Ministerial address at SETT
Peter Peacock, the Scottish Education minister, is talking about the uncertainties of our fast-changing future and how Scotland, while working incredibly hard at finding ways to cope with these through its education system, is doing what many other countries are doing. I'm not sure if this is a ministerial 'could do better', but the message is a good one - no matter how seismic we think something new and groundbreaking is, someone somewhere will have thought of it and done it already, or is on the cusp of doing it. There's not point in being the best and biggest now, if in two years more shrewd nations have leapfrogged us.
It is nice to be told by your Education Minister, though, that you are working in one of the best education systems in the world. Sometimes it's just nice to know.
But a lot of this is also down to the fact that, despite falling student numbers, we are increasing our profession with 3000 new teachers a year to help bring class sizes down. The politicians have also made sure that there is less class contact time to leave more time for professional development and planning. There are also now 27 schools of ambition, striving to become as forward thinking as possible in their chosen areas along with laws to ensure more parental involvement in the education of their children. The most important change: teachers are being handed over their professionalism, and being trusted in their decisions and attitudes. This, of course, depends on having good teachers in the first place who feel empowered to improve themselves further.
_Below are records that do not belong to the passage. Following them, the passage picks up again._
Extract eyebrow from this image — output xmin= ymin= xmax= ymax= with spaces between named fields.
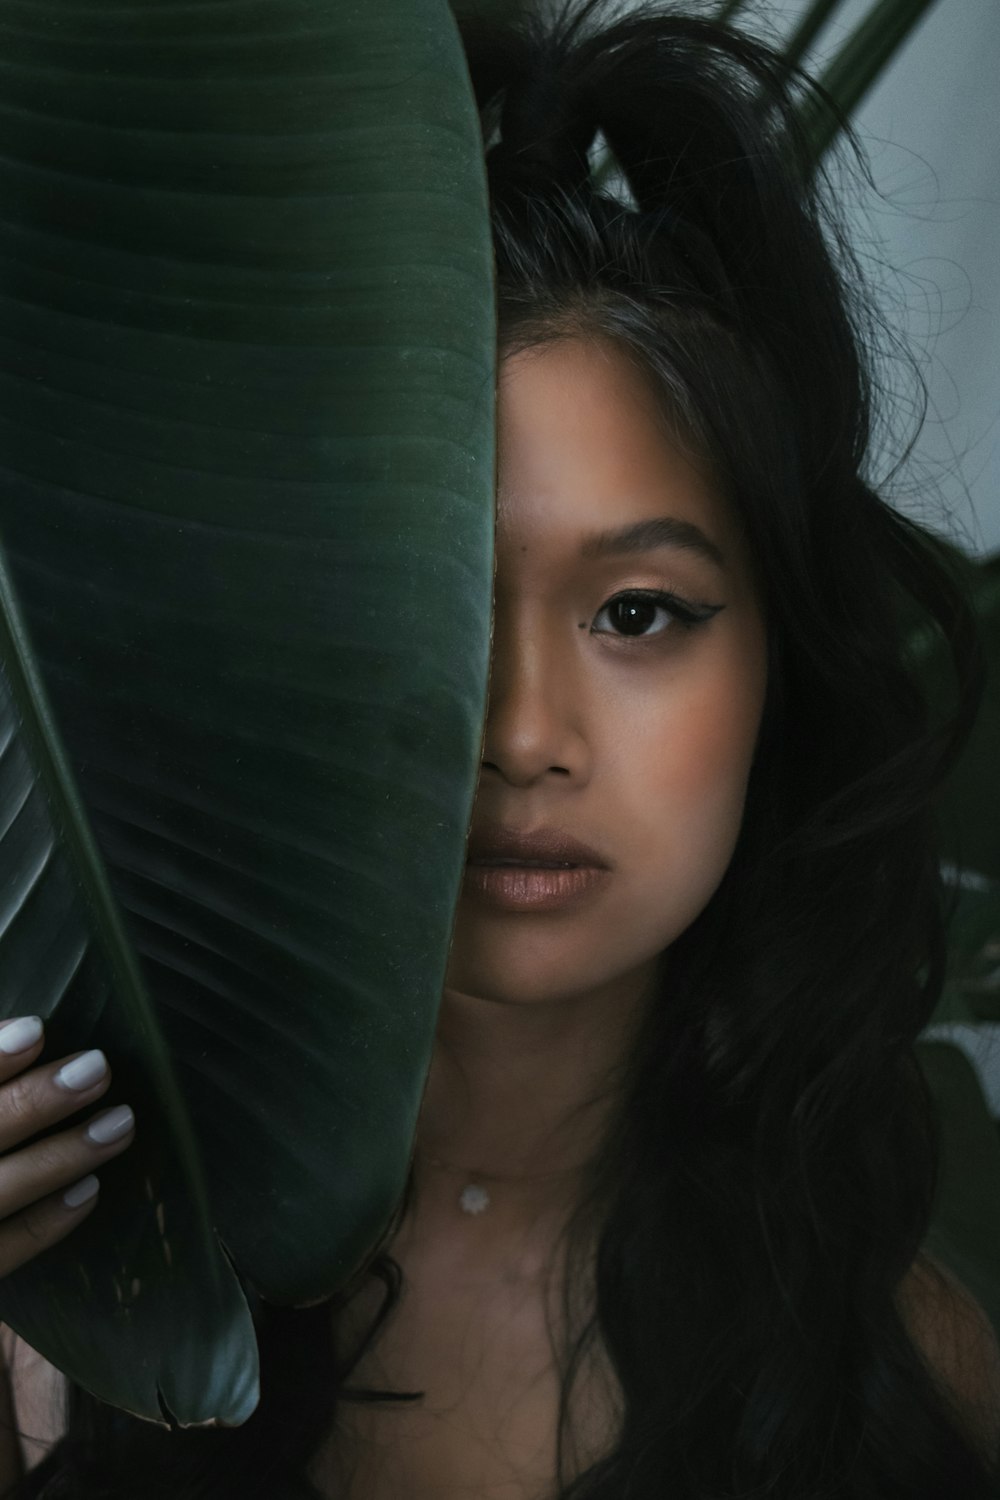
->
xmin=580 ymin=516 xmax=726 ymax=570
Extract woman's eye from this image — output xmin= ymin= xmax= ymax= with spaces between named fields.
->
xmin=591 ymin=590 xmax=720 ymax=639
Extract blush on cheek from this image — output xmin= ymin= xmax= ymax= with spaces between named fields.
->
xmin=625 ymin=671 xmax=765 ymax=921
xmin=647 ymin=650 xmax=764 ymax=795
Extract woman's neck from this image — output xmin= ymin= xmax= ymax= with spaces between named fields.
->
xmin=407 ymin=964 xmax=655 ymax=1248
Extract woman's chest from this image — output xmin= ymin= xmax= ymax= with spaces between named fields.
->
xmin=308 ymin=1268 xmax=619 ymax=1500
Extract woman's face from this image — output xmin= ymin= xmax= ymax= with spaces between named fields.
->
xmin=445 ymin=336 xmax=768 ymax=1010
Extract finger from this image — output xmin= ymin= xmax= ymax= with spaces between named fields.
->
xmin=0 ymin=1104 xmax=135 ymax=1222
xmin=0 ymin=1017 xmax=47 ymax=1081
xmin=0 ymin=1048 xmax=112 ymax=1156
xmin=0 ymin=1173 xmax=101 ymax=1279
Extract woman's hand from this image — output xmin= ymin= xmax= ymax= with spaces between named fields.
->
xmin=0 ymin=1016 xmax=135 ymax=1276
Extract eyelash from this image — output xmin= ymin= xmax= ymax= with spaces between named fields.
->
xmin=591 ymin=588 xmax=724 ymax=640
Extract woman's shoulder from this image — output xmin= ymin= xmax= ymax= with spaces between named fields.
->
xmin=0 ymin=1323 xmax=68 ymax=1480
xmin=0 ymin=1255 xmax=996 ymax=1483
xmin=897 ymin=1251 xmax=1000 ymax=1467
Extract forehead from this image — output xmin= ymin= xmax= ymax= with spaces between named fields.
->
xmin=496 ymin=337 xmax=738 ymax=562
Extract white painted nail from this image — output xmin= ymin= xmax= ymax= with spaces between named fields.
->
xmin=54 ymin=1050 xmax=108 ymax=1092
xmin=0 ymin=1017 xmax=43 ymax=1055
xmin=85 ymin=1105 xmax=134 ymax=1146
xmin=62 ymin=1175 xmax=100 ymax=1210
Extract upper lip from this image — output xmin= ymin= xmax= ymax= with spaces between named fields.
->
xmin=466 ymin=822 xmax=611 ymax=868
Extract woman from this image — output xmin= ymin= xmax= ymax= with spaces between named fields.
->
xmin=0 ymin=2 xmax=998 ymax=1495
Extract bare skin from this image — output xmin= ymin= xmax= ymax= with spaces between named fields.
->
xmin=4 ymin=337 xmax=996 ymax=1495
xmin=309 ymin=335 xmax=769 ymax=1497
xmin=423 ymin=335 xmax=766 ymax=1186
xmin=0 ymin=1020 xmax=136 ymax=1490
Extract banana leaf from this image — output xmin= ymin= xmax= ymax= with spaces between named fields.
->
xmin=0 ymin=0 xmax=494 ymax=1426
xmin=906 ymin=547 xmax=1000 ymax=883
xmin=936 ymin=555 xmax=1000 ymax=883
xmin=922 ymin=876 xmax=1000 ymax=1338
xmin=911 ymin=542 xmax=1000 ymax=1328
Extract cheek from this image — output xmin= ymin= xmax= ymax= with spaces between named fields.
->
xmin=611 ymin=641 xmax=766 ymax=883
xmin=445 ymin=630 xmax=767 ymax=1006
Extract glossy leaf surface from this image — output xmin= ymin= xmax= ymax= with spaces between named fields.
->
xmin=0 ymin=543 xmax=259 ymax=1426
xmin=0 ymin=0 xmax=494 ymax=1422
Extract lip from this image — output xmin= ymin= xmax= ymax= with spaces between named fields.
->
xmin=463 ymin=864 xmax=610 ymax=911
xmin=463 ymin=822 xmax=611 ymax=912
xmin=465 ymin=822 xmax=611 ymax=869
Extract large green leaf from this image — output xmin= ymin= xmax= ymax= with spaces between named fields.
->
xmin=0 ymin=0 xmax=494 ymax=1425
xmin=0 ymin=543 xmax=258 ymax=1427
xmin=935 ymin=556 xmax=1000 ymax=881
xmin=905 ymin=547 xmax=1000 ymax=882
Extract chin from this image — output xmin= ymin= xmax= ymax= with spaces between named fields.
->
xmin=444 ymin=941 xmax=594 ymax=1008
xmin=444 ymin=929 xmax=657 ymax=1012
xmin=442 ymin=961 xmax=572 ymax=1009
xmin=443 ymin=877 xmax=731 ymax=1011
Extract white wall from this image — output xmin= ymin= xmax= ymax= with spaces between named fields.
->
xmin=733 ymin=0 xmax=1000 ymax=557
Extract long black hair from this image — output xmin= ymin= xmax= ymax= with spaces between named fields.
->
xmin=6 ymin=2 xmax=996 ymax=1496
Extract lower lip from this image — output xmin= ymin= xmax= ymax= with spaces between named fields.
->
xmin=462 ymin=863 xmax=610 ymax=912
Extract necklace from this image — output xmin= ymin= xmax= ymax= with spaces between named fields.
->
xmin=419 ymin=1153 xmax=593 ymax=1216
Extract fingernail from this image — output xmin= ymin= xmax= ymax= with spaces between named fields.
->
xmin=85 ymin=1105 xmax=134 ymax=1146
xmin=62 ymin=1175 xmax=100 ymax=1210
xmin=54 ymin=1050 xmax=108 ymax=1092
xmin=0 ymin=1017 xmax=43 ymax=1055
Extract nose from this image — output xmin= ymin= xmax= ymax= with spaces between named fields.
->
xmin=479 ymin=602 xmax=591 ymax=788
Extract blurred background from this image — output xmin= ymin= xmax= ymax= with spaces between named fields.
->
xmin=719 ymin=0 xmax=1000 ymax=1220
xmin=732 ymin=0 xmax=1000 ymax=557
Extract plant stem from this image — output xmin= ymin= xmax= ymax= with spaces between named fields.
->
xmin=803 ymin=0 xmax=943 ymax=160
xmin=783 ymin=0 xmax=845 ymax=71
xmin=715 ymin=0 xmax=751 ymax=24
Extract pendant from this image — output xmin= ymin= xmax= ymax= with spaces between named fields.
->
xmin=459 ymin=1183 xmax=490 ymax=1215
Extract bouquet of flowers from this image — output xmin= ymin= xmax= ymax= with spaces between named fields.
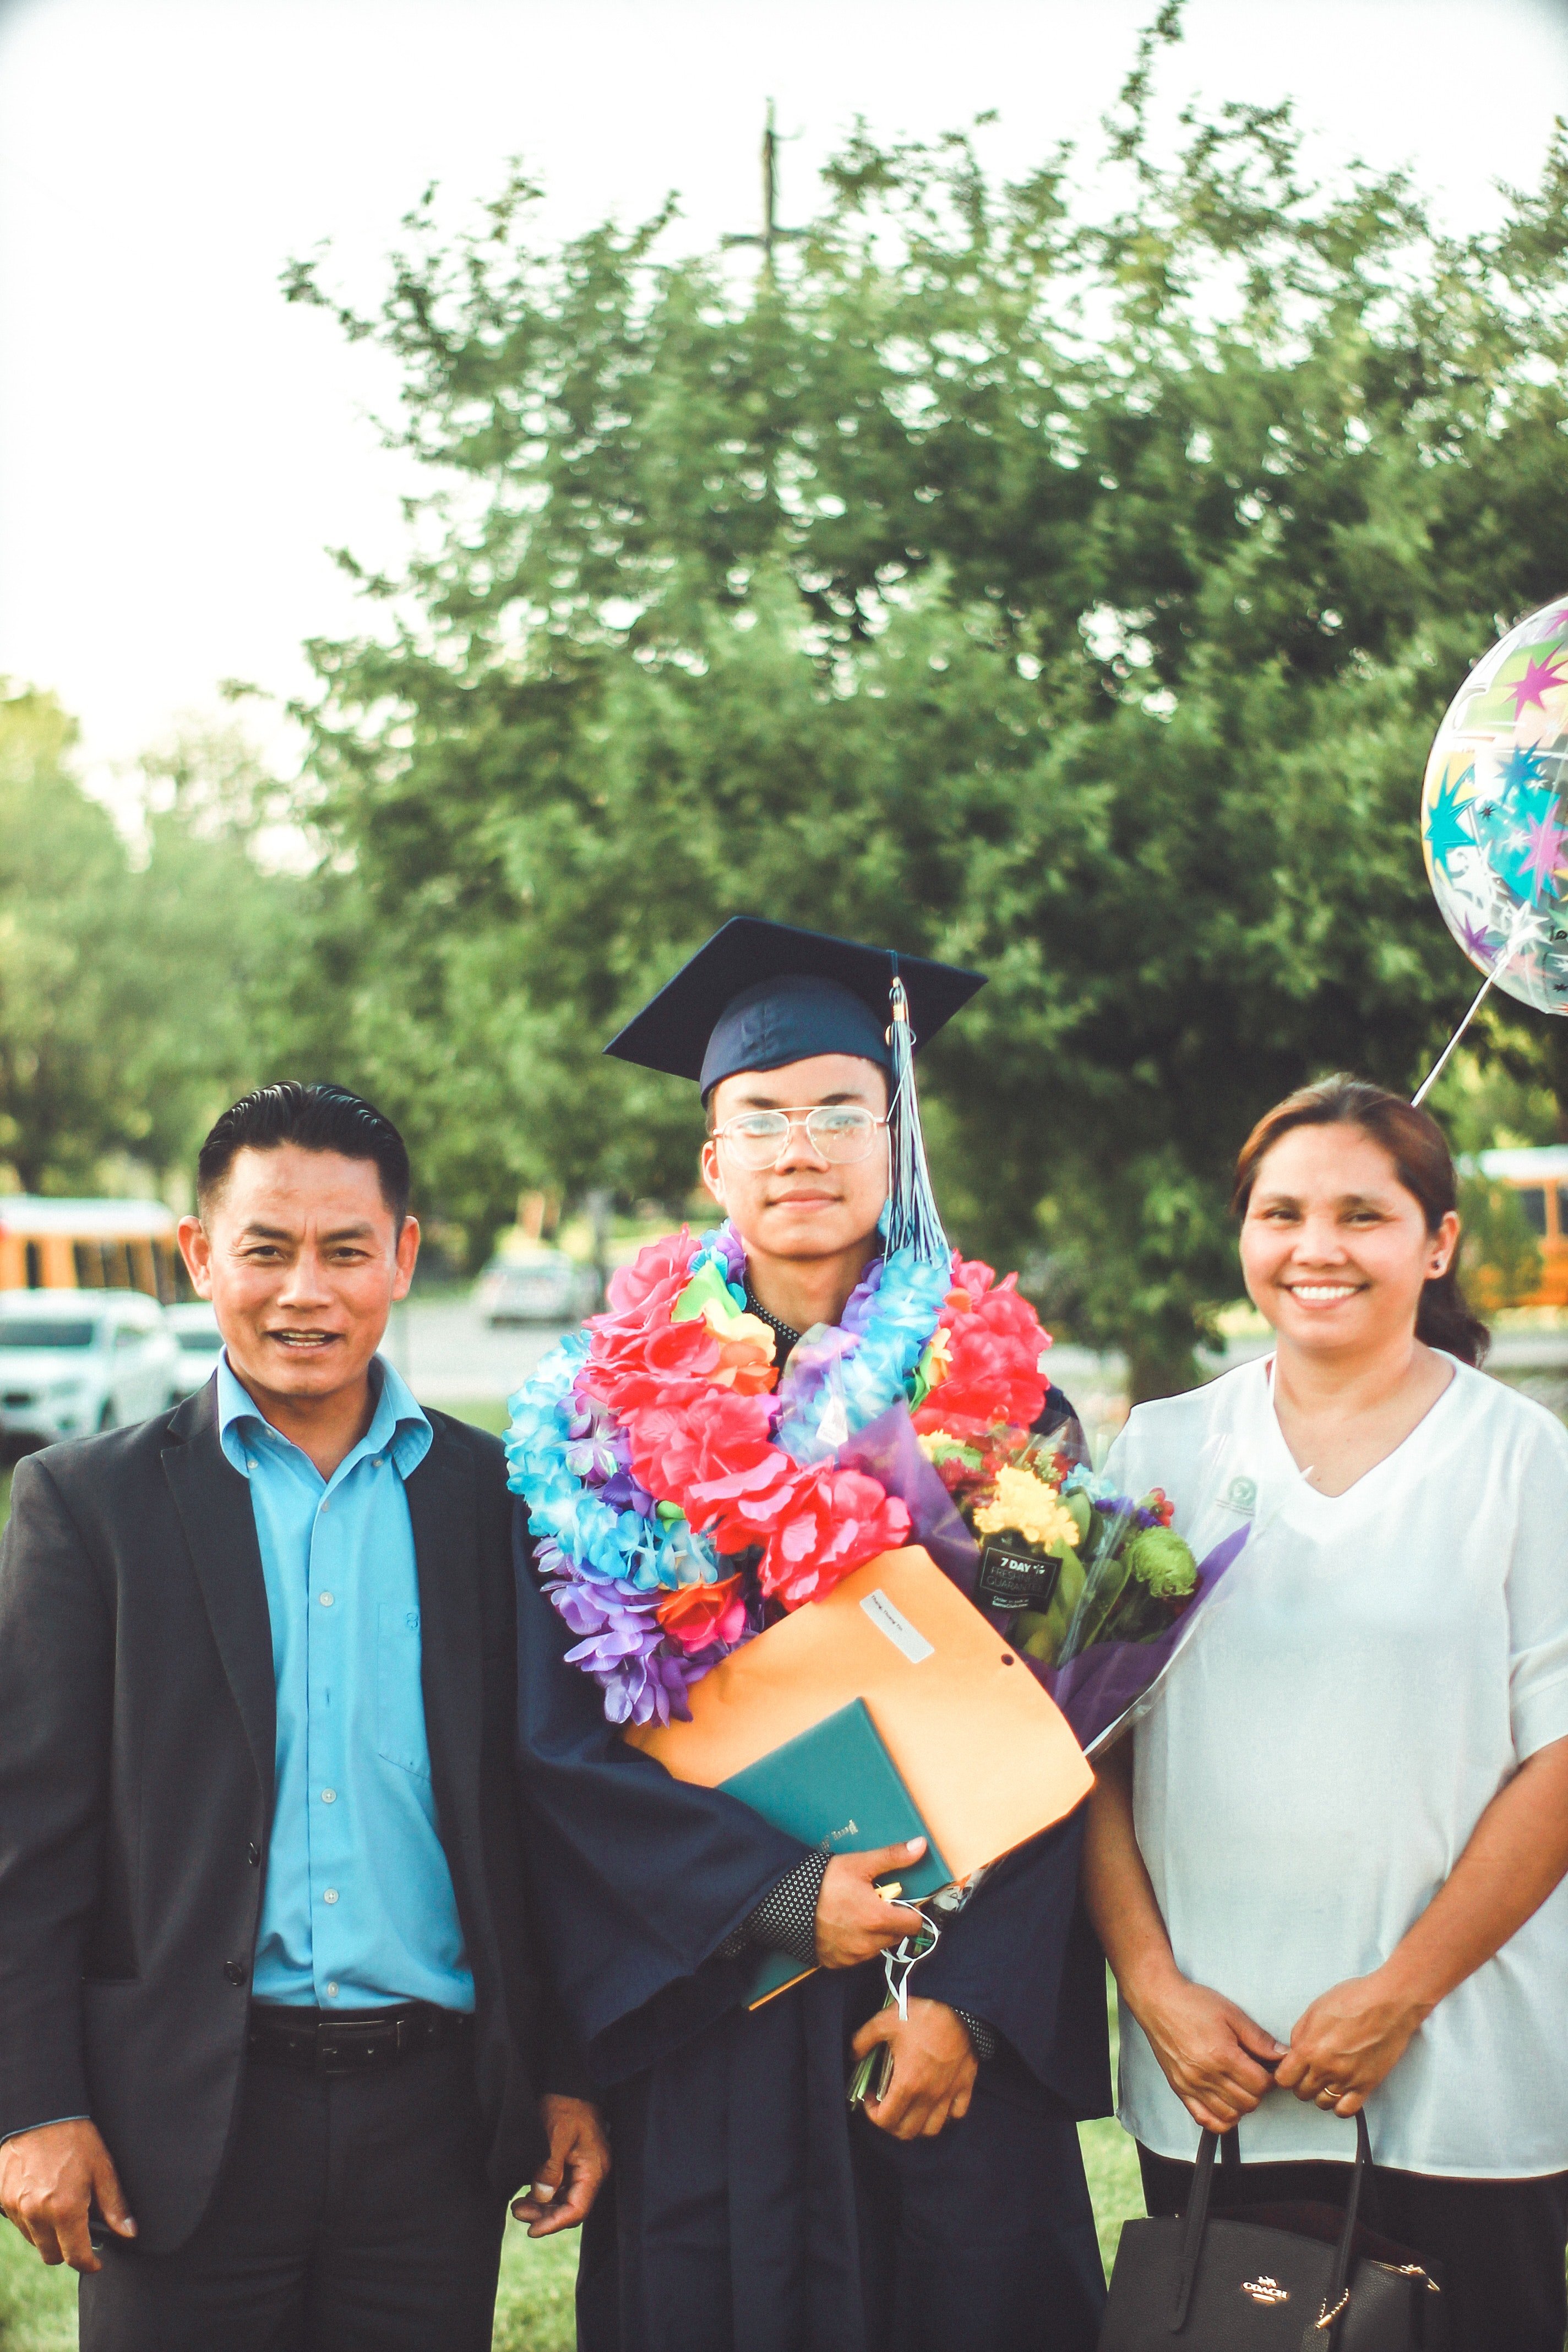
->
xmin=916 ymin=1418 xmax=1246 ymax=1752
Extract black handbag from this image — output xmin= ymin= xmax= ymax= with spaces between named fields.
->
xmin=1099 ymin=2113 xmax=1445 ymax=2349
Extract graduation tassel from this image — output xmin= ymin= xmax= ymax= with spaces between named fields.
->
xmin=884 ymin=962 xmax=951 ymax=1268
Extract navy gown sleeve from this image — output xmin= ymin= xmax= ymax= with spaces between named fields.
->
xmin=909 ymin=1815 xmax=1110 ymax=2116
xmin=906 ymin=1376 xmax=1109 ymax=2116
xmin=513 ymin=1506 xmax=809 ymax=2087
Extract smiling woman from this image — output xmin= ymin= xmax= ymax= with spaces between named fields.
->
xmin=1229 ymin=1077 xmax=1486 ymax=1498
xmin=1083 ymin=1075 xmax=1568 ymax=2352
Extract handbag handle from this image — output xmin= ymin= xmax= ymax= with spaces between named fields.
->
xmin=1303 ymin=2111 xmax=1371 ymax=2351
xmin=1168 ymin=2109 xmax=1373 ymax=2342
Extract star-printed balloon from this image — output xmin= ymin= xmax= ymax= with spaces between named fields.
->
xmin=1421 ymin=597 xmax=1568 ymax=1015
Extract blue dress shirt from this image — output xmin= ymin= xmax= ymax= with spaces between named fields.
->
xmin=218 ymin=1353 xmax=475 ymax=2012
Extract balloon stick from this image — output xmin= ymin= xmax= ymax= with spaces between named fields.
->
xmin=1411 ymin=968 xmax=1497 ymax=1108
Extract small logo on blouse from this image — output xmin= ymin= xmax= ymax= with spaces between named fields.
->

I like the fact that Peacock admits that there are refusenicks not taking responsibility for their part in the national changes for the better - and there's a lot of weak management of schools (15-20% according to the inspectors, apparently). But with a vast majority wanting the change away from what we've done before the hope is that they (us?) will carry it through. Well, at least John and I on Skype thought he was talking about them. Let us believe...
Grand words - is it the reality in your classroom, though?